Masuknya saya ke grup-grup WA hampir semuanya bukan atas kemauan saya. Awalnya seorang teman yang sudah punya nomor HP saya bilang, “Mas Siwo nomornya aku masukin di grup WA bla bla bla ya?” Karena teman, tak kuasa saya menolak. Begitu masuk, maka serta-merta saya merasa bak selebritis. Semua anggota grup menyapa dengan renyah. Beragam sapaan ramahpun menghujam: “Selamat datang Mas Siwo”; “Senang sekali Mas Siwo hadir di grup ini”, atau “Ditunggu inspirasi-inspirasinya.”
Awalnya beban juga masuk grup, karena mesti siap-sedia melayani ocehan-ocehan teman grup. Namun sekali respon oke, dua kali respon enak, tiga kali respon nikmat, ujung-ujungnya nggak bisa berhenti… bahkan ketagihan. Dengan koleksi grup WA yang cukup banyak, maka kini rasanya tiada menit tanpa menunggu notifikasi grup WA. Ketika notifiksi tak kunjung datang, bumi serasa berputar begitu lambat, hari serasa sunyi-sepi.
Barangkali Anda penasaran, apa saja yang diomongkan di grup-grup WA tersebut, sehingga demikian menyita waktu. Obrolannya macam-macam. Untuk grup reuni SMA past nggak jauh-jauh dari urusan kangen-kangenan. Untuk grup komunitas dan hobi pasti mengenai minat dan passion kita. Atau untuk grup klien tentu urusan pekerjaan.
Tapi di luar itu semua, anggota grup paling demen ngobrolin apa-apa yang sedang menjadi trending topic. Sekarang misalnya, paling seru ngobrolin masalah asap. Saya paling suka mengamati anggota-anggota grup WA yang mendadak menjadi pahlawan. Saya sebut pahlawan, karena sosok ini biasanya bertingkah layaknya pahlawan: menyuarakan fakta-fakta, melakukan analisis layaknya ia seorang pakar jempolan, lalu mengemukakan solusi-solusi cespleng yang umumnya dicomot dari mana-mana.
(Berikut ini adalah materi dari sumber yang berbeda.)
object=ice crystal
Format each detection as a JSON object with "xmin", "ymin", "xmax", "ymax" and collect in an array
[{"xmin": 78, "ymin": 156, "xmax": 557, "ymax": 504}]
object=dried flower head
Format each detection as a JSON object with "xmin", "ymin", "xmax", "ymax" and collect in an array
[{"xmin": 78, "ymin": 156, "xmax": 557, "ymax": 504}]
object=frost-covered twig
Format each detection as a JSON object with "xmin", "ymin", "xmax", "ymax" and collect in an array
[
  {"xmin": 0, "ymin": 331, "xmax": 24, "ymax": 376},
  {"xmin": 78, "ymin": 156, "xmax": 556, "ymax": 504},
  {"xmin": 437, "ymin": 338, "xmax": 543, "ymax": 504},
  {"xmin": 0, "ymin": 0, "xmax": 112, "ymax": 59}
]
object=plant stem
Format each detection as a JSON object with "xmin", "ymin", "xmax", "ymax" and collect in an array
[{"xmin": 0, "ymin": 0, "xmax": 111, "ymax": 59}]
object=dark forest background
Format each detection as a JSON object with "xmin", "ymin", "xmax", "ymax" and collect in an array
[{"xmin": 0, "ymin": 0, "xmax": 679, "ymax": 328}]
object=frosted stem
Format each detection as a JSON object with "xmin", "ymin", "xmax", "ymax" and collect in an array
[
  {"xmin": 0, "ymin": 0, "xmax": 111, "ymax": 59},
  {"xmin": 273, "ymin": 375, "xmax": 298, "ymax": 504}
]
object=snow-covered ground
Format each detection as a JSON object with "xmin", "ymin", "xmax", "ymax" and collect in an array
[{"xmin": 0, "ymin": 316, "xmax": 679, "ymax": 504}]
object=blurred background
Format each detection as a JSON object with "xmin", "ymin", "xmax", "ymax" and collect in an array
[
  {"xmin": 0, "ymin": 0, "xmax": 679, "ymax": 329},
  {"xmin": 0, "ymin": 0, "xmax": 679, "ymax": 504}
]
Sosok ini bisanya paling suka menghujat berbagai pihak yang bisa disalahkan. Dalam kasus asap misalnya, ia menyalahkan presiden, menteri lingkungan hidup, atau anggota DPR. Berbekal kambing hitam tersebut ia kemudian menyerukan sebuah gerakan dan aksi. Sudah bisa diduga, gerakan dan aksi itu hanyalah isapan jempol belaka. Karena begitu minggu depan muncul trendic topic lain, serta-merta aksi itu menguap, ia beralih ke topik baru yang sedang happening. Sebenarnya ia lebih pas disebut cheer leader ketimbang seorang pahlawan.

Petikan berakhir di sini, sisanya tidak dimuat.